6) Allow the pressed dough to rise at room temperature for about 30 minutes.

Now for the topping part.

For the herb and Parmesan topping:

generous amounts of olive oil (see my notes below for saving on olive oil)
chopped fresh (or frozen) rosemary
crushed dried oregano
shaved Parmesan cheese
optional -- some folks add a sprinkling of coarse salt to the topping
optional -- you can add some freshly cracked black pepper, if desired

Preheat the oven to 405 degrees F.

After the dough has risen, drizzle it with olive oil. It will puddle in the dimples. Sprinkle with lots of the herbs.
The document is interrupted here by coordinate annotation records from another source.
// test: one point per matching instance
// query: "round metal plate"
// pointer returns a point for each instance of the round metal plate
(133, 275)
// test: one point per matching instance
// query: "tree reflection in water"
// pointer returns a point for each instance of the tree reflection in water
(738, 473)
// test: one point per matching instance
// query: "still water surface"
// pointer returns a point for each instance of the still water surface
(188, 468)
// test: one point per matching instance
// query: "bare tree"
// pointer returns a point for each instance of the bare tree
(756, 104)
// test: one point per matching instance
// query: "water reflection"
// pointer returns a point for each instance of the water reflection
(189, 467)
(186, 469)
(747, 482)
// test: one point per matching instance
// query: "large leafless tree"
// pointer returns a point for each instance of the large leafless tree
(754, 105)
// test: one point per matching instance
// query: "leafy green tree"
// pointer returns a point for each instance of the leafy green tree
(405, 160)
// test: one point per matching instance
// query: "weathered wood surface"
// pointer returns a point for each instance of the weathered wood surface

Shave generous amounts of Parmesan over the top. I use a vegetable peeler to shave block Parmesan. If Parmesan is not your thing, you could substitute some shredded mozzarella or provolone cheese.

Bake for about 16 to 18 minutes, until the focaccia is golden. Cut into sticks or squares.

Interesting, while the olive oil still sits in pools while baking, shortly after removing from the oven, the bread absorbs the oil. Delicious.

My method for stretching expensive olive oil -- I blend half and half olive oil with vegetable oil in a bottle kept in the pantry. This is what we use for salad dressings and cooking. When I really want the flavor of the olive oil to stand out, I will use undiluted olive oil.

My rosemary survives winter about half the time. During the summer months, I chop and freeze rosemary. In this focaccia, I didn't feel like chopping some fresh rosemary, instead I used frozen chopped rosemary. It keeps its flavor in freezing.

Buon appetito!


  1. This looks very good. I'll have to give it a try. I am growing rosemary for the first time this year, and I've been wondering if I can get it to overwinter. More research is needed.

    1. Hi Live and Learn,
      I've had mixed success with overwintering rosemary. I had a plant in the ground that lasted several years, and a few tries in pots and troughs that lasted 2 to 3 years. I've also brought small potted plants indoors to overwinter in windowsills. This year, I brought 3 small herbs plants indoors and placed under grow lights to see if I can get them to survive and then still go outdoors in early spring. Good luck with yours. You may be able to insulate your plant with plant protectors.

  2. That looks amazing! I tried a focaccia dough for pizza on Saturday and it was delicious. I omited the oil on top of the crust because I made it into pizza (should I still have added the oil?). I added pizza sauce and because I made two pizzas out of the dough, I put hubby's favorite on one and my favorites on the other. Delicious!

    1. Hi Alice,
      I think you did the right thing with leaving the oil off the top of the crust. Pizza toppings usually add plenty of fat to a pizza crust. I'm glad your pizza turned out so well!

  3. Thanks much! I plan to make both this bread and pizza. Excited!

    1. Hi Linda,
      Enjoy the focaccia and pizza!

  4. We like focaccia the same way but with freshly cracked black pepper also.

    1. I think the addition of black pepper (especially if freshly cracked so you have bits and not powder) does enhance the flavor. I don't often have peppercorns. But maybe I should pick some up just for focaccia.